Belajar sejarah jangan sampai hanya sebatas lambang pemujaan masa lalu, dimana
generasi muda hanya bisa terpesona atau menjadi penikmat dari masa lalu yang
gemilang, tanpa pernah berpikir untuk merencanakan bangunan masa depan mereka
sendiri. Secara progresif pembelajaran sejarah harus mampu
mengkontekstualisasikan berbagai peristiwa yang terjadi dimasa lalu dengan
berbagai peristiwa yang dialami sekarang, untuk kita bisa saling merenungi,
mengevaluasi, membandingkan, atau mengambil keputusan, sekaligus sebagai
orientasi untuk kehidupan masa depan yang lebih baik.
Guru sejarah
dalam mengajarkan sejarah harus utuh dan komprehensif. Laksana orang menenun,
sejarah harus disampaikan memanjang jalur atas-bawah dan melebar jalur
kiri-kanan, artinya berbagai metode baik secara diakronik (kronologis) maupun
sinkronik perlu digunakan untuk menjelaskan sebuah peristiwa sejarah secara
utuh. Begitu juga dengan muatan-muatan lain dalam sejarah perlu diajarkan
secara komprehensif dalam bentuk muatan yang terintegrasi dalam pembelajaran sejarah,
misal jika selama ini mempelajari sejarah lebih ditekankan kepada muatan politik
atau militer (perang), maka sekarang ini kita bisa juga mengangkat muatan lokal,
muatan sosial, muatan Hak Asasi Manusia (HAM), muatan maritime, muatan agraris,
muatan teknologi, muatan lingkungan, muatan mitigasi, muatan kesehatan, muatan fashion,
muatan kuliner, dan lain sebagainya dalam lintasan Sejarah Indonesia.

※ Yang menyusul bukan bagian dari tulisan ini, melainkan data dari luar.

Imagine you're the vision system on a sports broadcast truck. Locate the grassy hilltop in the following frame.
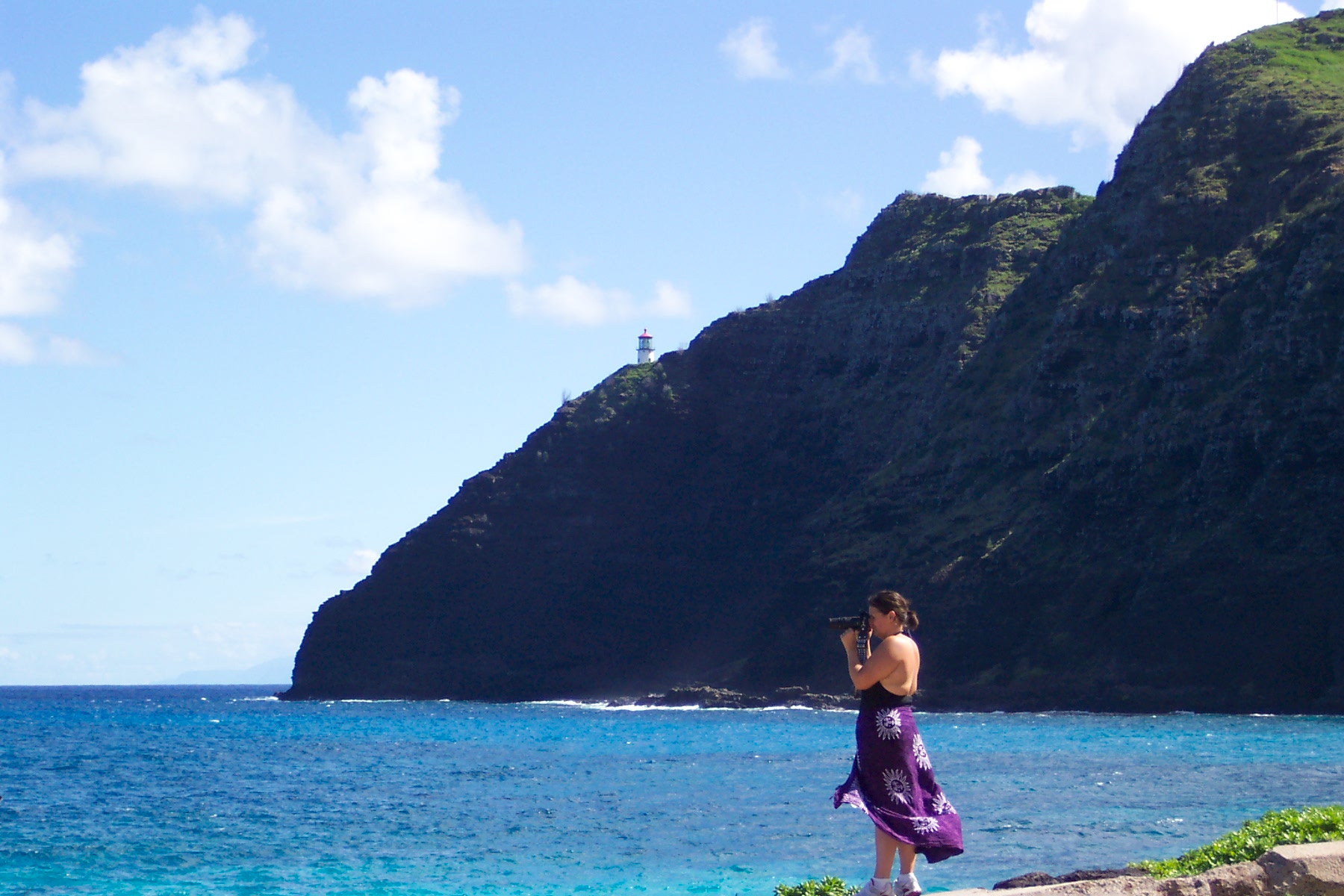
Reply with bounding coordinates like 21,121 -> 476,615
290,13 -> 1344,711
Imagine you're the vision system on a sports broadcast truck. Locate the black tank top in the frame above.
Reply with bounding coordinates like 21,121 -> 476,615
859,681 -> 915,709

Penjelasan sejarah yang utuh dari berbagai metode dan penjelasan yang
komprehensif dengan memasukan berbagai muatan sejarah, niscaya akan membuat
pembelajaran sejarah menjadi semakin kaya, berbobot, dan bermakna bagi
kehidupan anak bangsa.
Begitupun dewasa ini ditengah krisis
multidimensi yang melanda bangsa Indonesia, sesungguhnya sejarah sudah mengajarkan
kepada kita mengenai makna kemajemukan, bahwasanya bangsa ini dibangun dari
keragaman yang oleh sejarah keragaman itu diikat melalui falsafah Bhineka
Tunggal Ika, dipersatukan melalui momentum Sumpah Pemuda 28 Oktober 1928, dan
didasarkan pada nilai-nilai Pancasila serta Undang-Undang Dasar 1945.
*Tulisan ini dibuat oleh penulis dalam rentang waktu Februari-April 2020 untuk memenuhi kebutuhan Naskah Capaian Pembelajaran Sejarah Indonesia, Kebijakan Penyederhanaan Kurikulum oleh Puskurbuk dan PSPK. Beberapa hal yang terdapat dalam tulisan ini bisa saja berkembang atau berubah sesuai dengan kebutuhan, berdasarkan pertimbangan-pertimbangan akademis maupun empiris.